Salvator Mundi went for $450m. But you can have the real thing for free

Nov 17, 2017 by

by Giles Fraser, Guardian:

The Christianity of Salvator Mundi is designed specifically for all us shits. And the good news is that it doesn’t cost $450m to find it. You only have to ask. And it only ever comes for free.

A painting by Leonardo da Vinci, circa early 1500s, has just been sold for $450m. That makes it the most expensive painting ever. It is called Salvator Mundi, and depicts Christ, hand raised as if about to give a priestly blessing. He is the saviour of the world, says Leonardo. It was probably only a few years after Leonardo finished this great work that, on the other side of the Alps, a German monk would come up with an idea about this act of salvation that would totally transform the intellectual landscape of Europe.

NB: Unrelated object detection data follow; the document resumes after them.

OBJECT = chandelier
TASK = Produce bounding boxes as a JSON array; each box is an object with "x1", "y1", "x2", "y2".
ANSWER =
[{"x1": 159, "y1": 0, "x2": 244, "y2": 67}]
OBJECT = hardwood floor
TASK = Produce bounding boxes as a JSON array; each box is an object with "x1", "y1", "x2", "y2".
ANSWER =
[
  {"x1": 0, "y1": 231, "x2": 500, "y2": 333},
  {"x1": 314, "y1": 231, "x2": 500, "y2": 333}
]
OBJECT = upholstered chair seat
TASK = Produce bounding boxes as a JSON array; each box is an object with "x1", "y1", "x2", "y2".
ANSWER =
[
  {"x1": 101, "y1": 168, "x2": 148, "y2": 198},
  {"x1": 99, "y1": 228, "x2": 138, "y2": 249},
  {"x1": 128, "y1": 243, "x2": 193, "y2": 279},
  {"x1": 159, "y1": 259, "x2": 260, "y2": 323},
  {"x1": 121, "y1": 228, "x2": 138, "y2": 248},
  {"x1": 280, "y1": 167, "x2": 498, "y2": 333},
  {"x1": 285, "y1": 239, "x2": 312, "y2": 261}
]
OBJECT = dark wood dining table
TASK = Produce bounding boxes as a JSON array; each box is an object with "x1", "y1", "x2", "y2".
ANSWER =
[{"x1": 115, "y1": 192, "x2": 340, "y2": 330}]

Generally, the beginning of the Reformation is regarded as being marked by Martin Luther’s posting on the door of All Saints’ Church, Wittenberg, a long list of demands to the Roman church on the subject of its financial corruption. But Luther’s key intellectual breakthrough had occurred several years before. Living as a monk, Luther wrestled with the thought that, despite his rigorous standard of living, nothing he was capable of as a human being would ever be good enough for God. And that, if God was entirely just – that is, if God judged us according to our merits – then all of us are in deep trouble. Hamlet makes the same point in a conversation with Polonius: if you treat everyone as they deserve, “who shall ’scape whipping?”